Nach Angaben der Ministeriumsvertreter war die Abschiebung für den Abend geplant. Deshalb habe man mit der Ingewahrsamnahme nicht bis nach Schulschluss warten können. Der Schüler sei vom stellvertretenden Schulleiter aus der Klasse geholt worden. «Es waren keine Kollegen der Polizei in irgendwelchen Klassenzimmern», sagte Hampel. Er betonte zudem, «dass Abschiebungen aus Schulen die absolute Ausnahme sind und auch bleiben sollen».

Die Grünen und die Freien Wähler lehnen Abschiebungen aus Klassenzimmern klar ab. Schulze sagte, es sei unmenschlich und nicht tragbar, aus Bildungseinrichtungen abzuschieben. «Dadurch wird der Schulfriede massiv gestört.» Die SPD betonte lediglich, dies müsse das letzte mögliche Mittel bleiben. Peter Paul Gantzer (SPD) sprach sich unter dem Applaus der CSU-Seite gegen eine Art «Schulasyl» aus.

Gegen Pflichten verstoßen

Der Sachgebietsleiter aus dem Innenministerium, Hans-Eckhardt Sommer, rechtfertigte das Vorgehen der Behörden auch damit, dass Asef N. in massiver Form gegen seine Pflichten gegenüber den Behörden verstoßen habe. Es sei richtig gewesen, Asef N. den letzten Ablehnungsbescheid erst am Tag der geplanten Abschiebung selbst zu überbringen. Andernfalls hätte man damit rechnen müssen, dass der junge Mann sofort untertauche, sagte Sommer.

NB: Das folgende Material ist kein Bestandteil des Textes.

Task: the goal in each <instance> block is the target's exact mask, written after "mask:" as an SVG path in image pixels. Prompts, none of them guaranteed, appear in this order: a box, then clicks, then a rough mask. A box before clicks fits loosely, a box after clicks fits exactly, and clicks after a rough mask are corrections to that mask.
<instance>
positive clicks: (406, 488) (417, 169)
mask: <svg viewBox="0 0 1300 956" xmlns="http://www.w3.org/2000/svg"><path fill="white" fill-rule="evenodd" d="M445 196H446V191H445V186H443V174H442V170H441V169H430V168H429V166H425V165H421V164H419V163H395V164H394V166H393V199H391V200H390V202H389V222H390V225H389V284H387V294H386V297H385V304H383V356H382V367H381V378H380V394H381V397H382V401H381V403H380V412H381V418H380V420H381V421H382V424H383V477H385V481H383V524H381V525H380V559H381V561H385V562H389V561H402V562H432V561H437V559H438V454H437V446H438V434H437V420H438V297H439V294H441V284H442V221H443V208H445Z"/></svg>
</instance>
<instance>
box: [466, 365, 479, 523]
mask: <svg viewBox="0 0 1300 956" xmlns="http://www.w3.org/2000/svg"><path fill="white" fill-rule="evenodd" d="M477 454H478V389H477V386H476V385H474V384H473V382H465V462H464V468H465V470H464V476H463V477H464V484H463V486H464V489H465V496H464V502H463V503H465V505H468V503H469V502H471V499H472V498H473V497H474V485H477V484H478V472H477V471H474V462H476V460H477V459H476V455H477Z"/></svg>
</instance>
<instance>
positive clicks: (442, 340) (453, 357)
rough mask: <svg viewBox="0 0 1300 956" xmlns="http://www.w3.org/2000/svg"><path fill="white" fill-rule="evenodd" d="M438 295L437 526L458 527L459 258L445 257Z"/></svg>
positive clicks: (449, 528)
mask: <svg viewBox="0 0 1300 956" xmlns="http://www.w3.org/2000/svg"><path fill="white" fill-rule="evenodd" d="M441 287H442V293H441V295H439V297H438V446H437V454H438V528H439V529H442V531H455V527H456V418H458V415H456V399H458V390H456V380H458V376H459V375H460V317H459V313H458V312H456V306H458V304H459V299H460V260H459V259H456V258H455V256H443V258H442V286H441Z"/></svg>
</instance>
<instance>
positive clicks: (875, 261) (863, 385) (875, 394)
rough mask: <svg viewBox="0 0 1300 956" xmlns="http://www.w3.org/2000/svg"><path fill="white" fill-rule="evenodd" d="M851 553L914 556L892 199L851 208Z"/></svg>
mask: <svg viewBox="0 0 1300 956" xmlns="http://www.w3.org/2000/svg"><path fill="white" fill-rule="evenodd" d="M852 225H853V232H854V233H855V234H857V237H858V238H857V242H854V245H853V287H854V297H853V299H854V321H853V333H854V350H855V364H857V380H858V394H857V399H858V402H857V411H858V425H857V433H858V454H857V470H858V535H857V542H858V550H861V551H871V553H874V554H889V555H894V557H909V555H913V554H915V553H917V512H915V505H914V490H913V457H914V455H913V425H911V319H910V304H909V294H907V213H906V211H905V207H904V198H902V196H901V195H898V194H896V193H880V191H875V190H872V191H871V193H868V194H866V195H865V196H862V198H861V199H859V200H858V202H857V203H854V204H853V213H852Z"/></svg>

Norbert Dünkel (CSU) warf Asef N. vor, Ort und Zeitpunkt der Abholung bewusst provoziert zu haben, ließ aber offen, wie er zu dieser Bewertung kommt. Sommer sagte dazu lediglich, Asef N. hätte wissen können, dass seine Abschiebung bevorstehen könnte - weil Termine für Sammelabschiebungen zumeist schon vorab durchsickerten.

Die geplante Abschiebung wurde letztlich wegen eines verheerenden Bombenanschlags in Kabul gestoppt. Zwei Gerichte lehnten in der Folge eine Abschiebehaft für Asef N. ab. Gegen ihn wird ermittelt, weil er gegenüber Polizeibeamten gesagt haben soll, in einem Monat sei er ohnehin wieder da «und bringe Deutsche um».

Asef N. geht weiter zur Schule

Zwei Verfahren zu Asef N. sind derzeit beim Verwaltungsgericht Ansbach anhängig. Sein Anwalt Michael Brenner versucht dort, per Klage eine Aufenthaltserlaubnis für ihn zu erreichen. Zudem muss das Gericht noch über die Aussetzung der Abschiebung entscheiden. «Solange darüber nicht entschieden ist, gehe ich im Moment nicht von einer Abschiebung aus», sagte Brenner.

Wann es eine Entscheidung gibt, sei noch unklar. Das könne ganz schnell gehen oder sich noch über Wochen hinziehen. Asef N. gehe derzeit weiter zur Schule. «Wir gehen fest davon aus, dass er eine Ausbildung zum 1. September aufnehmen könnte und auch einen Ausbildungsbetrieb findet.»